Comme dit au-dessus, je ne connais pas le texte original mais imagine sans souci qu’il puisse être particulièrement dur pour des enfants (déjà que lire du Hugo n’est pas à la portée du premier adulte venu, alors les mouflets…). Mais, tout au long de cette adaptation, j’ai l’impression que le texte de base ressort, et plus particulièrement dans le langage de Frollo ou le traitement infligé à Quasimodo tout au long de l’histoire. Le juge est d’ailleurs un personnage immonde qui est prêt à tuer des innocents juste pour l’exemple et en pensant dur comme fer être dans le vrai. Il parle tout de même d’ « impies », d’ « abomination », de « bacchanales » et de « race », qui ne sont pas des mots forcément très accessibles pour les enfants (à part peut-être le dernier) et qui sont assez lourds de sens. Ne parlons même pas de son sadisme notoire envers son précédent capitaine de la garde ou Quasimodo lui-même. Nous avons donc un méchant particulièrement sombre qui est même capable de transformer un beau sentiment comme l’amour en brutalité crasse. Nous sommes très loin du méchant festif (La petite sirène), drôle (Gaston, Jafar, Médusa, Edgard), classe (Scar) ou caricatural donc inoffensif (Crochet, Cruella). Et à côté de ce personnage, les autres apportent plus de souffrance que d’humour ce qui ne contrebalance pas cet effet pesant du méchant : Esméralda est poursuivie et mise au bûcher ; Phoebus est lardé de flèches, noyé, presque pendu et emprisonné ; Quasimodo est humilié à répétition, rabaissé, délaissé, enchaîné, etc. De fait, si le film peut-être plaisant pour des adultes, il doit l’être beaucoup moins pour des enfants qui n’ont que Djali, Achille, les gargouilles (et encore…) et les couleurs vives à se mettre sous la dent. C’est bien peu pour un film d’animation Disney.
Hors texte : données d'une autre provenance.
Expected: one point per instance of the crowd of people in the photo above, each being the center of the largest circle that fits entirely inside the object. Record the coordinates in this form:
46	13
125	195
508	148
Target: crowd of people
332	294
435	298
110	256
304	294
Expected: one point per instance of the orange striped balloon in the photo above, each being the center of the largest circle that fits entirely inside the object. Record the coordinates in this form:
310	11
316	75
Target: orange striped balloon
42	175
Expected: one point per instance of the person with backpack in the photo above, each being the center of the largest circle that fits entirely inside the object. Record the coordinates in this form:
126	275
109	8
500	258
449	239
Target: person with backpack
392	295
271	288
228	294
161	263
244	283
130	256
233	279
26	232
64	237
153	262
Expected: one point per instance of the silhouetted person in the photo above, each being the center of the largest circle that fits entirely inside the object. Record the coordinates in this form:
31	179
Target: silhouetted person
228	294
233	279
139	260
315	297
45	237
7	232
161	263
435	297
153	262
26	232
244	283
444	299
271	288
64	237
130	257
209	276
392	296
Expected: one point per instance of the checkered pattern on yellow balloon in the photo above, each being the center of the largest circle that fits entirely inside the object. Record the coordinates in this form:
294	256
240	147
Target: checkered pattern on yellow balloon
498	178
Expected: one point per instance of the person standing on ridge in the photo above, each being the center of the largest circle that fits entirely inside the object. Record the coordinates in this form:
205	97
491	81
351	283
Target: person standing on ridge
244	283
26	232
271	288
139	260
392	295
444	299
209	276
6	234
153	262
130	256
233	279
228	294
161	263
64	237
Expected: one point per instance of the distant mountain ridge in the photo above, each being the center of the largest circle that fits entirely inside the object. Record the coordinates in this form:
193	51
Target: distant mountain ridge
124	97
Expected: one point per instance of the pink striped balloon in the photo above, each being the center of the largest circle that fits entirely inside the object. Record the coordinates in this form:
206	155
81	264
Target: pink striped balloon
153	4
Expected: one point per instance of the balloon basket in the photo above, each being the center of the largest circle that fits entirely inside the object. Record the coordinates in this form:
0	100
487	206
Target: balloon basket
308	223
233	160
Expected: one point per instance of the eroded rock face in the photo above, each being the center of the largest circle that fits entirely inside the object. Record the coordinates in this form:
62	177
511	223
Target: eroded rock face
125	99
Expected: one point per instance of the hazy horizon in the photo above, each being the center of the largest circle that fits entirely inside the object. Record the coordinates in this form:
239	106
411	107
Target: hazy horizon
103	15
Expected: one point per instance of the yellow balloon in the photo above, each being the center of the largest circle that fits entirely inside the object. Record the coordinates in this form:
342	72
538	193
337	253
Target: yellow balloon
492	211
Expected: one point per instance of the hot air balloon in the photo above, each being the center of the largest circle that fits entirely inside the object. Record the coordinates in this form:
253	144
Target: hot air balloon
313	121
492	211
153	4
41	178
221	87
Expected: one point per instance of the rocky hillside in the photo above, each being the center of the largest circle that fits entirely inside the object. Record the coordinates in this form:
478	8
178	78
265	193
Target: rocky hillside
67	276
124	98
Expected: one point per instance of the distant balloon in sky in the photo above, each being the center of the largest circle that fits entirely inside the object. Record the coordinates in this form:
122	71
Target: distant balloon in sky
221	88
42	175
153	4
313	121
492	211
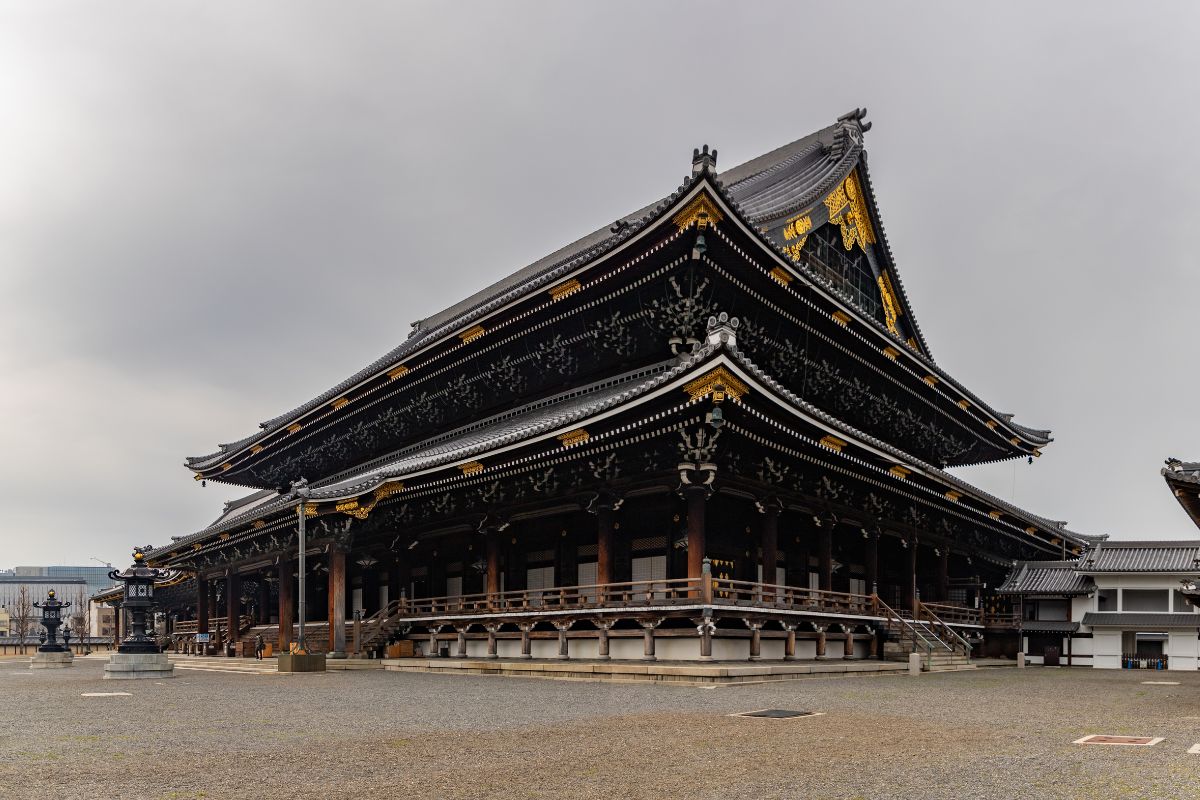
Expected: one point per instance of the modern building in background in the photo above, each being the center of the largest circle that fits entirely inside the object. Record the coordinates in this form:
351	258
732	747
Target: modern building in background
1119	605
73	584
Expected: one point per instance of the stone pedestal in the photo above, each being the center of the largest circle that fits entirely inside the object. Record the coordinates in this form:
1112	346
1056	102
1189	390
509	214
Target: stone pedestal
133	666
301	662
52	660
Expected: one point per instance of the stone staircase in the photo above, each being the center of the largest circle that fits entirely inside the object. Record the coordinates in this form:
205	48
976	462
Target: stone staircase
940	648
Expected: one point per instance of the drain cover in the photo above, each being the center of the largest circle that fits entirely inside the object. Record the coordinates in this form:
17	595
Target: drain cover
777	714
1131	741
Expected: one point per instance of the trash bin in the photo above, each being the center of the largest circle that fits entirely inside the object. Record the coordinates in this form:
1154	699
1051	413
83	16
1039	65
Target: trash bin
1051	657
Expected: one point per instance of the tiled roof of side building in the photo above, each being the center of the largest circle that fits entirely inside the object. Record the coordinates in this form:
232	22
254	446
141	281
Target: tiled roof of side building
1177	555
1143	620
1045	578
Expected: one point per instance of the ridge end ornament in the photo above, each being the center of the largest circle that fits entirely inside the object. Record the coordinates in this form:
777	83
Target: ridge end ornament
702	211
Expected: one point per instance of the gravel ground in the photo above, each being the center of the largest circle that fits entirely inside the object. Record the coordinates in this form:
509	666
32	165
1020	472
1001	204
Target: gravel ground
990	733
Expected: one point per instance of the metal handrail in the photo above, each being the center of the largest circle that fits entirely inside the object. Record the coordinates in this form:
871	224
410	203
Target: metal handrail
924	608
912	630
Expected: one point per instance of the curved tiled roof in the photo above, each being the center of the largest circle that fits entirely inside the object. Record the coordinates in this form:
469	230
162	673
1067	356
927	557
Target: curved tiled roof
795	175
1045	578
1177	555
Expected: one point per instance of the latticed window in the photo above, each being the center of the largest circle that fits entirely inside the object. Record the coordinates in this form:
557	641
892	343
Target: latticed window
847	270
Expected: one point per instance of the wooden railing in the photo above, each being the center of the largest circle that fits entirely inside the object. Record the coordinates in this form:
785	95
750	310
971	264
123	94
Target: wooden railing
1001	619
634	593
742	593
955	614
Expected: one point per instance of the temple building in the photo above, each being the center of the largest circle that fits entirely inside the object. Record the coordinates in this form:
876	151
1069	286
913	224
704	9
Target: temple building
709	429
1120	605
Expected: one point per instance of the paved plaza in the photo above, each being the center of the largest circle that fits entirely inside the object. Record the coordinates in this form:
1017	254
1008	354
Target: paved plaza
209	733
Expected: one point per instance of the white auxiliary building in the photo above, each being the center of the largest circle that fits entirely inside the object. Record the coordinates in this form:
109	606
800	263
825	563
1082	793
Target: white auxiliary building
1117	606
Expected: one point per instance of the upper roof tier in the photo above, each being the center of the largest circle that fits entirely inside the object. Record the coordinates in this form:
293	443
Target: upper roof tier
816	188
1183	477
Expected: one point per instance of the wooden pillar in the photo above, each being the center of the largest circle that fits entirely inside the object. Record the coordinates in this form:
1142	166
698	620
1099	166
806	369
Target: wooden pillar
287	606
491	639
648	638
826	554
697	500
873	563
603	627
943	573
462	643
336	602
563	643
911	583
605	512
706	627
493	564
233	608
526	644
263	605
755	639
771	510
202	606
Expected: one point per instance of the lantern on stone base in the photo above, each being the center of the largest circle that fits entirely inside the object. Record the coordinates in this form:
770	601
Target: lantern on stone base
49	653
138	655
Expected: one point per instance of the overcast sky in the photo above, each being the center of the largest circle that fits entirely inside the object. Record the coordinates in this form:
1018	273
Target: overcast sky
210	212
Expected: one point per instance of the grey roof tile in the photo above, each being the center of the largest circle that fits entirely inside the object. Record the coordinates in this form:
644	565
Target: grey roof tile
1143	620
1113	555
1045	578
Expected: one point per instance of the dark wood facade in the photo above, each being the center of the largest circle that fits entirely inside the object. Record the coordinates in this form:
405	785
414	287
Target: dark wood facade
713	422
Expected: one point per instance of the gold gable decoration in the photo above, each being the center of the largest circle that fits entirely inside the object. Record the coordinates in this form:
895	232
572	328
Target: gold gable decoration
701	210
717	382
891	306
847	209
796	233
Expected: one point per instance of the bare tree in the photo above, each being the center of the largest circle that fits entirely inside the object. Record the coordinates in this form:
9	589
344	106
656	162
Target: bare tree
82	621
23	615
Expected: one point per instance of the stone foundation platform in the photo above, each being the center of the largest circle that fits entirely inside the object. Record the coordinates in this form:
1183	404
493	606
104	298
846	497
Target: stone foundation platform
52	660
133	666
657	672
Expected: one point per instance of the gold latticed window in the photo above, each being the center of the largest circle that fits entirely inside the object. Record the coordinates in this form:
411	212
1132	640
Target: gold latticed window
849	271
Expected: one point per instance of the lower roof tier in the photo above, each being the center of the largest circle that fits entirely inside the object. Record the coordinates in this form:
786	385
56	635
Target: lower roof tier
712	416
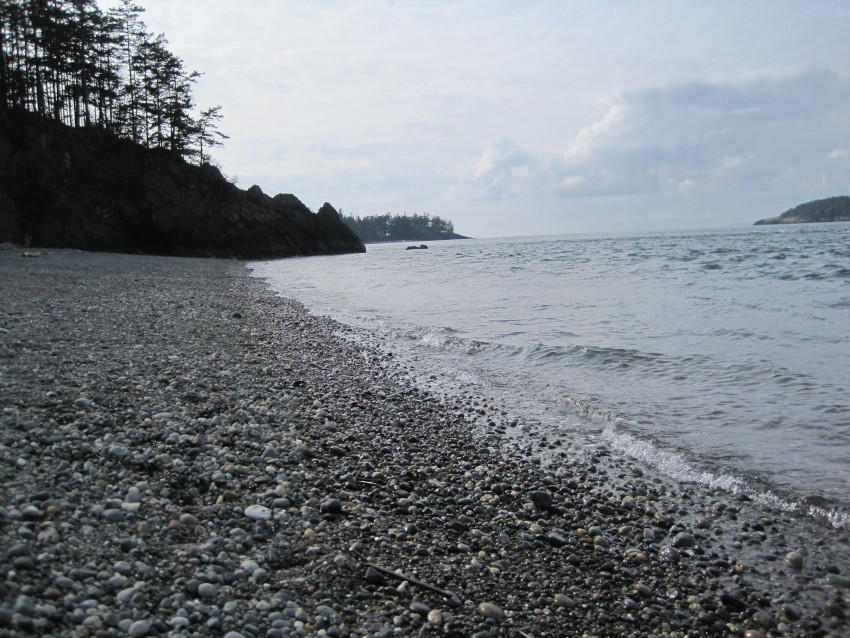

Pour ce qui est des personnages, globalement, il y a Frollo et Quasimodo d’un côté, et tous les autres de l’autre.


Frollo est un méchant qui inspire à la fois le dégoût et l’attrait. Le dégoût parce qu’il est tout simplement abject avec tous ceux qui l’entourent. Il se croit supérieur parce qu’il représente l’autorité, qu’il est instruit et qu’il n’a pas de pensées impures (si on écarte sa passion pour Esméralda). Il n’a pas de compassion, pas d’état d’âme, pas de gestes tendres désintéressés et mouline tout sur son passage sans un froncement de sourcil. Ce qui renforce d’ailleurs l’aspect odieux du juge, c’est qu’il n’a pas de second idiot qui adoucirait le personnage (Jafar a Yago, Gaston a Le Fou, Scar a son trio de hyènes, etc.). Et l’attrait parce que, justement, il est différent des autres méchants et son côté torturé peut le rendre intéressant pour les adultes (m’est avis qu’il est particulièrement flippant pour les gamins, notamment avec la voix grave de Jean Piat).
Quasimodo, à l’inverse, est le personnage qui inspire la pitié du début à la fin du film. Avant même que l’on ne voit son visage, on sait qu’il va vivre un enfer : sa mère est tuée sur les marches de N-D et il manque de finir dans un puits avant d’être pris sous la houlette du pire personnage de l’œuvre. Personnage qui va d’ailleurs vaguement l’instruire afin de le maintenir dans son état de faiblesse mentale (puisque côté physique, il est clair qu’il aurait pu plier en deux Frollo depuis longtemps). Quasimodo replonge par ailleurs tellement souvent dans son état d’hébétude et d’apitoiement qu’il en devient pénible et qu’on en vient à avoir une furieuse envie de lui botter le fondement.
Esméralda, j’ai un souci avec son apparence. Je dis oui à la peau tannée, à la robe de gitane décolletée, à la chevelure brune, à son côté princesse guerrière, à sa douce voix française et à sa gentillesse, mais non à ses yeux. J’imagine que le studio a voulu créer un personnage au regard envoûtant parce qu’inhabituel. Ils ont fini par pondre une fille aux yeux improbables qui, personnellement, me paraissent très moches. Ils ont une couleur unie vert printemps, pas de pupille, pas de lumière ; une véritable régression quand on compare avec les différents regards des précédents films.
Et puis Phoebus ne sert pas à grand-chose, il faut bien le dire. Il court après Esméralda en étant balloté à droite et à gauche, et sa seule véritable action – son refus d’obtempérer – n’aboutit sur rien puisque la maison du meunier et son moulin brûlent quand même. Il est juste là pour faire le prince charmant et alourdir un peu plus le poids qui pèse sur les épaules du héros.
Quant à Clopin, il ne sert que de narrateur ou de monsieur Loyal pour le Festival des Fous.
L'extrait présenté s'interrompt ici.